Preface
Today enterprises generate huge volumes of data. In order to provide effective services and to make smarter and intelligent decisions from these huge volumes of data, enterprises use big data analytics. In recent years, Hadoop is used for massive data storage and efficient distributed processing of data. YARN framework solves design problems faced by Hadoop 1.x framework by providing a more scalable, efficient, flexible, and highly available resource management framework for distributed data processing. It provides efficient scheduling algorithms and utility components for optimized use of resources of cluster with thousands of nodes, running millions of jobs in parallel.

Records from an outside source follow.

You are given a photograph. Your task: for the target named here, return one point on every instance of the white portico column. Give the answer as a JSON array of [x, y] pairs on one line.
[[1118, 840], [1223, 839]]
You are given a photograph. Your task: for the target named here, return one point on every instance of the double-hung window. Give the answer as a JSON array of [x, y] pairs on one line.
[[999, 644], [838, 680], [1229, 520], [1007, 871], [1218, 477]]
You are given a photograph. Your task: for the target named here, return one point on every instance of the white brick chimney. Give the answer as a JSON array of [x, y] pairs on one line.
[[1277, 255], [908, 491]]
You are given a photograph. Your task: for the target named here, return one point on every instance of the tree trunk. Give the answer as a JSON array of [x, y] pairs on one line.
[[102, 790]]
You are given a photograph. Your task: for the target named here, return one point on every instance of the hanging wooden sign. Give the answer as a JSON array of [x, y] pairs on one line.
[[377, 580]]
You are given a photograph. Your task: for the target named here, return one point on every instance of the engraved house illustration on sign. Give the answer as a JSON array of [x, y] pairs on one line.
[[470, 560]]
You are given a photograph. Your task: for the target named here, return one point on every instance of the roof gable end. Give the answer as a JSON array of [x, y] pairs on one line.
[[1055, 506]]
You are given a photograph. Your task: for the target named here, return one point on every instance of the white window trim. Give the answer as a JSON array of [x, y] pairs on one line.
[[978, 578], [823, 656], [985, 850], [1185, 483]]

In this book, you'll explore what YARN provides as a business solution for distributed resource management. You will learn to configure and manage single as well as multi-node Hadoop-YARN clusters. You will also learn about the YARN daemons – ResourceManager, NodeManager, ApplicationMaster, Container, and TimeLine server, and so on.
In subsequent chapters, you will walk through YARN application life cycle management, scheduling and application execution over a Hadoop-YARN cluster. It also covers a detailed explanation of features such as High Availability, Resource Localization, and Log Aggregation. You will learn to write and manage YARN applications with ease.
Toward the end, you will learn about the security architecture and integration of YARN with big data technologies such as Spark and Storm. This book promises conceptual as well as practical knowledge of resource management using YARN.